Top Electronic Dance Music DJ, producer, and former Swedish House Mafia star Steve Angello has come out in favor of streaming services like Spotify and says they're the best thing ever for the music business. He says the problems artists are having with payment for streaming comes down to their labels, not the streamers themselves.

Angello made the comments during the annual Web Summit Internet conference in Ireland. The DJ now performs solo and continues to run his own record label, Size. Being a former member of a top grossing live EDM act Swedish House Mafia, the group performed at and sold out huge venues such as the Madison Square Garden in New York.

"Downloading and streaming is the evolution of music services," Angello proclaimed at the conference. "A lot of people are fighting it, but I think it's the best thing that ever happened."

The difference between Angello and other artists who have complained about Spotify recently, such as James Blunt, Joanna Newsom, and most famously Taylor Swift, is that Angello owns his own record label. He says the streaming services are paying, it's just that because the labels have nondisclosure agreements with the streaming service that prohibit them from revealing the terms of their agreements, the labels are to blame if artists are not being compensated fairly.

Angelo blasted a lot of the critics of the streaming services for doing so just in order to receive publicity, and questioned their reasoning for not allowing their music to be streamed on services like Spotify. "I see it as record stores -- why would I not allow a record store to release it?
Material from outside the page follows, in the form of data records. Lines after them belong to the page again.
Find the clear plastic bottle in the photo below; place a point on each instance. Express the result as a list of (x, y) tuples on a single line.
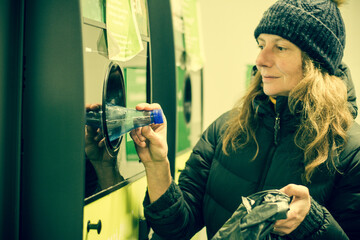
[(120, 120)]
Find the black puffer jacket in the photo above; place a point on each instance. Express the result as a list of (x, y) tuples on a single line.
[(211, 185)]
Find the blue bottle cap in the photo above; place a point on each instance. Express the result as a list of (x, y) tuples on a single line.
[(157, 116)]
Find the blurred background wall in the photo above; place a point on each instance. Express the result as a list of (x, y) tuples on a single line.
[(229, 46)]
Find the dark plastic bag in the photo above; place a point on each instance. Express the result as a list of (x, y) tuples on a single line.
[(255, 217)]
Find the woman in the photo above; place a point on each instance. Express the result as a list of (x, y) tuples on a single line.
[(293, 130)]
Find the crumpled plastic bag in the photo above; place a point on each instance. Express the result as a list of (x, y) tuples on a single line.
[(255, 217)]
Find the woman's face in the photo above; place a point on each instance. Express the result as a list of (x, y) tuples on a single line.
[(280, 64)]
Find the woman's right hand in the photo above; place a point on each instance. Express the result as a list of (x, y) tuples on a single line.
[(151, 146), (150, 141)]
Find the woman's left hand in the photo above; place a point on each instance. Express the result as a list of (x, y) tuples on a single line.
[(299, 208)]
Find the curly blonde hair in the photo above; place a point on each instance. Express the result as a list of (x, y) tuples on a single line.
[(319, 99)]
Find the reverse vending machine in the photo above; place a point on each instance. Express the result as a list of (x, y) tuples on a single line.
[(61, 60), (189, 78)]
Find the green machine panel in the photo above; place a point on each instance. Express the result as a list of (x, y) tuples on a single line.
[(188, 78), (105, 43)]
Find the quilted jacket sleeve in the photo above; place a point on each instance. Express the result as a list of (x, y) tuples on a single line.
[(340, 218), (177, 214)]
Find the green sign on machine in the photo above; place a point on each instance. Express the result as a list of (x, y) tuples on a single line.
[(123, 34)]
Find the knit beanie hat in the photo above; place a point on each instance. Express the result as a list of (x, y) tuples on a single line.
[(315, 26)]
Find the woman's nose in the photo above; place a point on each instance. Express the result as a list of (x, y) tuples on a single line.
[(265, 58)]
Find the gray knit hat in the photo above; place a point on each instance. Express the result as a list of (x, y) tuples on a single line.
[(315, 26)]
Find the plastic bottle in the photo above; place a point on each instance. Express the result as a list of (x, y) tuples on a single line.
[(120, 120)]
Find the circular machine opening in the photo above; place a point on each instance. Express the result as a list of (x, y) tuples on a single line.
[(187, 99), (113, 95)]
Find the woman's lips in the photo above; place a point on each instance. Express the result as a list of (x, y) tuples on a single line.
[(267, 78)]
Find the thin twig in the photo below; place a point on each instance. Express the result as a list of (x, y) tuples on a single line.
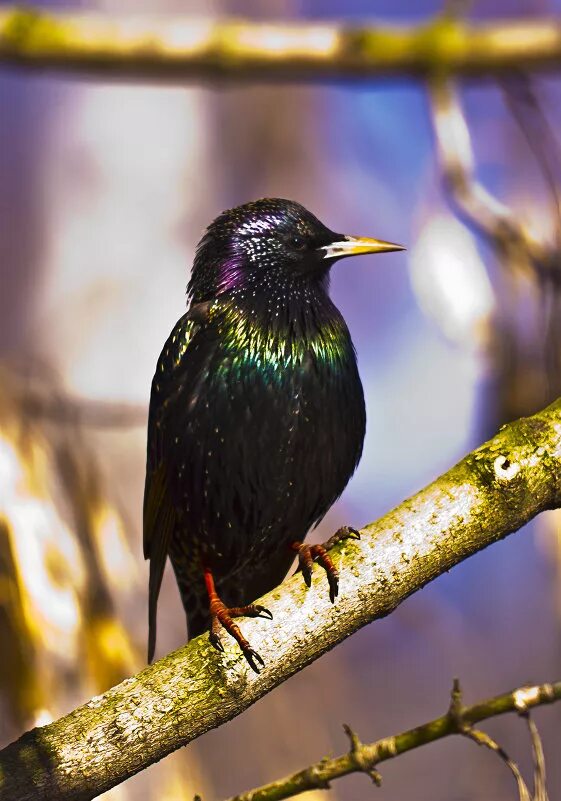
[(185, 47), (366, 757)]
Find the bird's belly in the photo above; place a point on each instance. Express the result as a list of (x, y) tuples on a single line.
[(263, 457)]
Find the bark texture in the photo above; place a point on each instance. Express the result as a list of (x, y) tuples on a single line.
[(489, 494), (187, 47)]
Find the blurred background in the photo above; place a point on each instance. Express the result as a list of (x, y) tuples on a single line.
[(105, 189)]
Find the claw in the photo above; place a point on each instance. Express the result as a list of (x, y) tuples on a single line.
[(216, 642), (333, 587), (308, 554), (223, 617), (250, 655)]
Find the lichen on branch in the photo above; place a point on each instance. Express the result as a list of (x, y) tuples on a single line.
[(489, 494), (190, 47)]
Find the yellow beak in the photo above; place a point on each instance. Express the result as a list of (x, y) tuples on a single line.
[(356, 246)]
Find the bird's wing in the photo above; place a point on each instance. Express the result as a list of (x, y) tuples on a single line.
[(159, 509)]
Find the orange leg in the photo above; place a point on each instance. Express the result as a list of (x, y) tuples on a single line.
[(222, 616), (308, 554)]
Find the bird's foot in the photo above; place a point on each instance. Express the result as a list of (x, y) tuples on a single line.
[(223, 617), (308, 554)]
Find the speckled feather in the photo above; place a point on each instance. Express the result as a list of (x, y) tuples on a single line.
[(257, 414)]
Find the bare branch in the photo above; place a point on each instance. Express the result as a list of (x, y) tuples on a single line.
[(186, 47), (363, 758), (490, 493)]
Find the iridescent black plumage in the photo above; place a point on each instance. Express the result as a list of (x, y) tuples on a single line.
[(257, 414)]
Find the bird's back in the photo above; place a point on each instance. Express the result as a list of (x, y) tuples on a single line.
[(256, 425)]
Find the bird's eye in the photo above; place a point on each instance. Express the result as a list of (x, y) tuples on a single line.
[(297, 242)]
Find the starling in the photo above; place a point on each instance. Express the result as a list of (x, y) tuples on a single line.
[(256, 420)]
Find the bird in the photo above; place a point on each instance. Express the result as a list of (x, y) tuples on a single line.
[(256, 419)]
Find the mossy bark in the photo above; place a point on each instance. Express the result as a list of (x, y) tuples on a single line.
[(489, 494), (186, 47)]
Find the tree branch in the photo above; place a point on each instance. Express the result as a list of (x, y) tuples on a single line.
[(364, 758), (489, 494), (186, 47)]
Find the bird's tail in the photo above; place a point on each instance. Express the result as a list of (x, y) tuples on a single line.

A 15-year-old might not to be able to afford Apple, Spotify, Tidal and Google. Why would you limit those guys from hearing your music?"

While that all makes perfect sense, Angello has to understand that most musicians and recording artists do not have their own record labels. Therefore, they don't see the payments and the profits coming in from streaming as he does, being both the artist and the label owner. Of course most artists don't want to limit exposure to their music, it's just that they want to be compensated fairly for it. Even the biggest recording artists are at the mercy of their labels when it comes to being paid for streaming.